Yesterday the Humane Society of the United States released a video that shows sickened cows being prodded with electric rods, pushed over with forklifts, and otherwise maltreated in an effort to get them to stand up at a California slaughterhouse so they could be inspected and eventually sold as meat — to the U.S. Department of Agriculture for school-lunch programs around the country. Much of the video was shot by an undercover investigator, and much of it is difficult to watch. 

Today, the Oregonian reports that the USDA pulled meat from schools that had been provided by the Westland Meat Company, sister company to Hallmark Meat Packing, where the video of the abused animals was shot. Westland is a major provider of meat to the school-lunch program.

According to the Washington Post, there are two reasons downed cows are not allowed by law to enter the food system: First, they could be sick with bovine spongiform encephalopathy, or mad-cow disease. Second, their hides could be caked with feces, posing the risk of E. coli or salmonella contamination. By all appearances, the Hallmark Meat Packing company exercises a flagrant disregard for health regulations.

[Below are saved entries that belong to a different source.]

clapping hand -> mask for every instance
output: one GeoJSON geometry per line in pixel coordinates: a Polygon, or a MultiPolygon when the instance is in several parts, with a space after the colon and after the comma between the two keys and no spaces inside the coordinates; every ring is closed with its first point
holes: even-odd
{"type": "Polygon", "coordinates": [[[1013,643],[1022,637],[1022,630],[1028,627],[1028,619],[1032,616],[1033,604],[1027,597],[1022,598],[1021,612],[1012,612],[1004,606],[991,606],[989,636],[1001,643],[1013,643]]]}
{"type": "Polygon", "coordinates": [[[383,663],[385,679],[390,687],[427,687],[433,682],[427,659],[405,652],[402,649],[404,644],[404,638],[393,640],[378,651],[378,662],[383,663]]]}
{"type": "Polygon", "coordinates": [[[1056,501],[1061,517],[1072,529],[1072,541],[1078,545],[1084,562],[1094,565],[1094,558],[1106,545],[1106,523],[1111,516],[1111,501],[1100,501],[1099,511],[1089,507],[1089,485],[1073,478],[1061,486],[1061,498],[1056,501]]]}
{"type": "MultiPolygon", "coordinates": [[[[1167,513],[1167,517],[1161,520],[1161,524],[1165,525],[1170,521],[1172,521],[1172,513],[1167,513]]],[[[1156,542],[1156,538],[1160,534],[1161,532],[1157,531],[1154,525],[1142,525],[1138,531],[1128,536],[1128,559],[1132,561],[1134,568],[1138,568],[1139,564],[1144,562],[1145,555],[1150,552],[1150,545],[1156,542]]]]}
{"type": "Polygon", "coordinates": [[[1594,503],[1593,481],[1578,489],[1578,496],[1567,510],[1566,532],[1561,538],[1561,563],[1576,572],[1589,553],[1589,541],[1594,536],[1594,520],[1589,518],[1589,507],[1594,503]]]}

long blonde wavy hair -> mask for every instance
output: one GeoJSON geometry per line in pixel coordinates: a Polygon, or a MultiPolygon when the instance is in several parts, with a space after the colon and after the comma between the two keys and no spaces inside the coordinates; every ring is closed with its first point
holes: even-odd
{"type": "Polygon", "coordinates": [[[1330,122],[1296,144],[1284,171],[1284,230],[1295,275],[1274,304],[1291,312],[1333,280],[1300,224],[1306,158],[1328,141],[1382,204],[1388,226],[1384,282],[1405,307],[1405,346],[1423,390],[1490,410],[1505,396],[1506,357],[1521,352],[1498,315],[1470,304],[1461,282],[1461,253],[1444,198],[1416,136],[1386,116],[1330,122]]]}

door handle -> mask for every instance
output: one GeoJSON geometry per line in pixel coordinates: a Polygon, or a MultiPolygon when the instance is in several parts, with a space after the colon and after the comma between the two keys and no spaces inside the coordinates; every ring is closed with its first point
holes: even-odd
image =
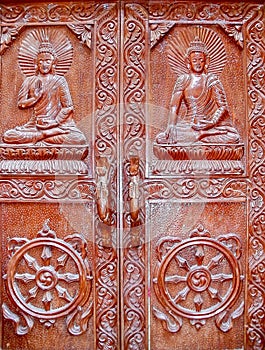
{"type": "Polygon", "coordinates": [[[139,190],[139,157],[131,156],[130,157],[130,166],[129,166],[129,201],[130,201],[130,221],[131,221],[131,245],[139,246],[140,245],[140,190],[139,190]]]}
{"type": "Polygon", "coordinates": [[[96,157],[96,204],[103,246],[112,245],[111,226],[113,224],[109,191],[110,164],[107,157],[96,157]]]}

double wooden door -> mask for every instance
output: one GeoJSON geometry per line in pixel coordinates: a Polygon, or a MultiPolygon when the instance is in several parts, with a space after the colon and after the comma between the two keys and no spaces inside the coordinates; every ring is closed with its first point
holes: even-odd
{"type": "Polygon", "coordinates": [[[0,15],[1,348],[264,349],[263,1],[0,15]]]}

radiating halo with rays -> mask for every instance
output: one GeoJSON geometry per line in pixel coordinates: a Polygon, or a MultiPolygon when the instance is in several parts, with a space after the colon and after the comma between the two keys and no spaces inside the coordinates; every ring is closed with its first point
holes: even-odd
{"type": "Polygon", "coordinates": [[[36,74],[36,59],[39,46],[43,41],[49,41],[53,46],[56,54],[56,74],[64,75],[69,70],[73,61],[72,44],[63,33],[48,28],[33,30],[22,41],[18,55],[21,71],[26,76],[36,74]]]}
{"type": "Polygon", "coordinates": [[[227,61],[224,44],[216,32],[201,26],[181,30],[171,37],[167,48],[168,62],[171,69],[177,75],[189,73],[185,57],[191,41],[196,36],[204,42],[208,51],[210,58],[208,73],[220,75],[227,61]]]}

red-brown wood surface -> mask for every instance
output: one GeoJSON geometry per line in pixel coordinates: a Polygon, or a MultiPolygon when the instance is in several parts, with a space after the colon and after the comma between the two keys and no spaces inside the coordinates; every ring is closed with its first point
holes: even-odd
{"type": "Polygon", "coordinates": [[[1,348],[264,349],[263,1],[0,16],[1,348]]]}

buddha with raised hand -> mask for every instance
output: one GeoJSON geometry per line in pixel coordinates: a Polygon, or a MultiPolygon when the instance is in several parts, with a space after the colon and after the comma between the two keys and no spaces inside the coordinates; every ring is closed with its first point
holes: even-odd
{"type": "Polygon", "coordinates": [[[26,124],[4,133],[6,143],[86,143],[73,120],[73,102],[64,77],[71,64],[72,46],[68,38],[60,35],[54,38],[55,45],[47,31],[35,31],[21,45],[19,63],[27,77],[18,94],[18,107],[31,108],[32,115],[26,124]]]}

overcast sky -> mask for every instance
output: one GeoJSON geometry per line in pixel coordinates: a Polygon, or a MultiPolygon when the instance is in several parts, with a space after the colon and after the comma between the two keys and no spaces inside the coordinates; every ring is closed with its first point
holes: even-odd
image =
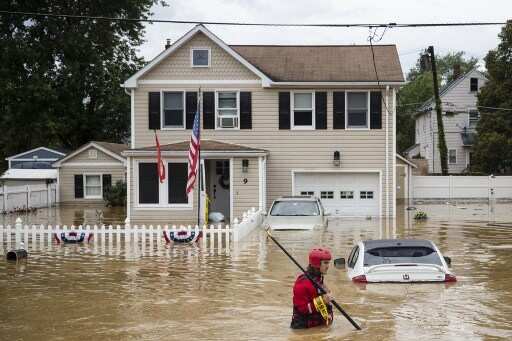
{"type": "MultiPolygon", "coordinates": [[[[512,0],[166,0],[154,6],[155,19],[257,23],[439,23],[506,21],[512,0]]],[[[165,40],[177,40],[193,25],[147,25],[139,54],[154,58],[165,40]]],[[[228,44],[367,44],[368,28],[280,28],[207,26],[228,44]]],[[[396,44],[406,73],[418,53],[434,45],[436,53],[465,51],[479,59],[498,44],[501,26],[393,28],[380,44],[396,44]]]]}

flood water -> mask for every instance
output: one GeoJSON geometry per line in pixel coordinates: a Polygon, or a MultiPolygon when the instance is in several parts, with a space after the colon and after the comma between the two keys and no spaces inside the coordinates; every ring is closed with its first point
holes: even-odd
{"type": "MultiPolygon", "coordinates": [[[[200,246],[93,245],[36,248],[26,262],[0,260],[2,340],[510,340],[512,206],[418,205],[430,219],[333,219],[326,230],[274,232],[306,265],[324,246],[347,257],[354,242],[427,238],[452,258],[458,282],[356,286],[344,270],[326,283],[342,315],[334,325],[292,331],[298,270],[264,233],[227,254],[200,246]],[[149,248],[150,246],[146,246],[149,248]]],[[[5,250],[4,250],[5,252],[5,250]]]]}

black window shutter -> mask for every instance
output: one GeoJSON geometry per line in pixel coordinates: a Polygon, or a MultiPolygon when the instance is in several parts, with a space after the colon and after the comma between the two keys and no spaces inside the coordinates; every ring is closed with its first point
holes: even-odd
{"type": "Polygon", "coordinates": [[[315,129],[327,129],[327,92],[315,92],[315,129]]]}
{"type": "Polygon", "coordinates": [[[332,127],[345,129],[345,91],[333,92],[332,101],[332,127]]]}
{"type": "Polygon", "coordinates": [[[160,129],[160,92],[150,92],[149,95],[149,108],[148,108],[148,121],[149,129],[160,129]]]}
{"type": "Polygon", "coordinates": [[[382,129],[382,92],[370,92],[370,129],[382,129]]]}
{"type": "Polygon", "coordinates": [[[203,92],[203,129],[215,129],[214,92],[203,92]]]}
{"type": "Polygon", "coordinates": [[[186,204],[187,196],[187,171],[186,163],[169,163],[169,204],[186,204]]]}
{"type": "Polygon", "coordinates": [[[103,174],[103,195],[105,195],[105,192],[112,187],[112,175],[111,174],[103,174]]]}
{"type": "Polygon", "coordinates": [[[240,92],[240,129],[252,129],[252,96],[240,92]]]}
{"type": "Polygon", "coordinates": [[[75,198],[80,199],[84,197],[84,176],[82,174],[75,174],[75,198]]]}
{"type": "Polygon", "coordinates": [[[290,93],[279,93],[279,129],[290,129],[290,93]]]}
{"type": "Polygon", "coordinates": [[[186,120],[187,124],[185,126],[186,129],[192,129],[194,126],[194,117],[196,116],[197,111],[197,92],[187,92],[185,94],[185,106],[187,108],[186,120]]]}
{"type": "Polygon", "coordinates": [[[139,163],[139,204],[158,204],[158,181],[155,162],[139,163]]]}

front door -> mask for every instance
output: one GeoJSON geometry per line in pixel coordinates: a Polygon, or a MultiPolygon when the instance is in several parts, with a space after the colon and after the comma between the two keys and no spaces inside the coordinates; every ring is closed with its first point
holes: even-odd
{"type": "Polygon", "coordinates": [[[228,222],[231,189],[229,160],[207,160],[206,162],[209,213],[221,213],[225,218],[224,221],[228,222]]]}

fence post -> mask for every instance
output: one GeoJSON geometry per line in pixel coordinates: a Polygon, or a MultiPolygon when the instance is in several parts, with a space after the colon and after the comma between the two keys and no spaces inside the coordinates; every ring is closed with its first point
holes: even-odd
{"type": "Polygon", "coordinates": [[[236,243],[238,242],[238,238],[239,238],[239,222],[238,222],[238,218],[235,218],[233,220],[233,225],[232,225],[232,230],[233,230],[233,242],[236,243]]]}
{"type": "Polygon", "coordinates": [[[7,189],[5,184],[2,185],[2,212],[5,212],[5,203],[7,202],[7,189]]]}
{"type": "Polygon", "coordinates": [[[21,229],[23,228],[23,221],[21,220],[20,217],[16,218],[16,239],[15,239],[15,243],[14,243],[14,248],[19,248],[20,247],[20,241],[21,241],[21,229]]]}

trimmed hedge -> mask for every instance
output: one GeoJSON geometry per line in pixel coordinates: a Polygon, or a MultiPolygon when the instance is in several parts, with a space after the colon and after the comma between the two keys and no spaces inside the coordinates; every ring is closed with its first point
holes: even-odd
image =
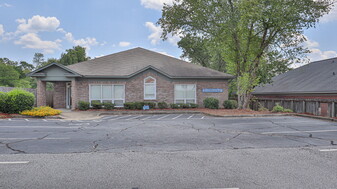
{"type": "Polygon", "coordinates": [[[219,100],[213,97],[205,98],[204,106],[209,109],[219,109],[219,100]]]}
{"type": "Polygon", "coordinates": [[[0,92],[0,112],[5,112],[7,110],[7,93],[0,92]]]}
{"type": "Polygon", "coordinates": [[[159,109],[168,108],[168,104],[166,102],[158,102],[158,108],[159,109]]]}
{"type": "Polygon", "coordinates": [[[98,100],[91,101],[91,106],[92,106],[93,109],[101,109],[102,105],[103,104],[98,100]]]}
{"type": "Polygon", "coordinates": [[[238,108],[238,102],[236,100],[225,100],[223,102],[223,107],[225,109],[236,109],[238,108]]]}
{"type": "Polygon", "coordinates": [[[156,107],[155,102],[126,102],[124,103],[124,108],[127,110],[142,110],[144,105],[149,106],[150,109],[156,107]]]}
{"type": "Polygon", "coordinates": [[[112,110],[115,108],[115,104],[112,102],[103,102],[103,106],[107,110],[112,110]]]}
{"type": "Polygon", "coordinates": [[[34,102],[35,96],[33,93],[22,89],[14,89],[0,94],[0,111],[3,113],[20,113],[24,110],[31,110],[34,102]]]}
{"type": "Polygon", "coordinates": [[[198,108],[198,104],[194,104],[194,103],[188,103],[188,104],[184,104],[184,103],[179,103],[179,104],[170,104],[170,107],[172,109],[182,109],[182,108],[198,108]]]}
{"type": "Polygon", "coordinates": [[[79,110],[89,110],[90,103],[85,101],[79,101],[78,102],[78,109],[79,110]]]}
{"type": "Polygon", "coordinates": [[[40,106],[40,107],[35,107],[31,110],[22,111],[20,114],[34,116],[34,117],[45,117],[45,116],[59,115],[61,113],[62,113],[61,110],[56,110],[49,106],[40,106]]]}

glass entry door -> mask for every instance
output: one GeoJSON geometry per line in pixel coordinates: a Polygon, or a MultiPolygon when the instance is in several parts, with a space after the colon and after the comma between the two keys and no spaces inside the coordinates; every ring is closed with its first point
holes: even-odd
{"type": "Polygon", "coordinates": [[[66,108],[71,109],[71,83],[66,83],[66,108]]]}

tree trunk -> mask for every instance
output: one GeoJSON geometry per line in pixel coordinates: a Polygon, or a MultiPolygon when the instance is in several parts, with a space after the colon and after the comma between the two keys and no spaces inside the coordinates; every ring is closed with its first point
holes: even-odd
{"type": "MultiPolygon", "coordinates": [[[[238,91],[240,91],[240,86],[237,86],[238,91]]],[[[238,109],[249,109],[250,99],[252,94],[250,92],[245,92],[243,94],[238,93],[238,109]]]]}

But apart from that, the horrid depictions in the video (and in a companion video on the Humane Society website that explicates the slaughterhouse footage) point at yet another reason why we should not support the continued industrialization of our food supply. If the axiom "you are what you eat" holds any truth, we should be very disturbed: Those inhumanely treated cows are us — or at least our school-lunch-eating children.

(Further, one wonders about the individuals who work as employees of the slaughterhouse. Do their jobs haunt them? Aren't we, as blithe eaters of the animals they handle, complicit in their dehumanization?)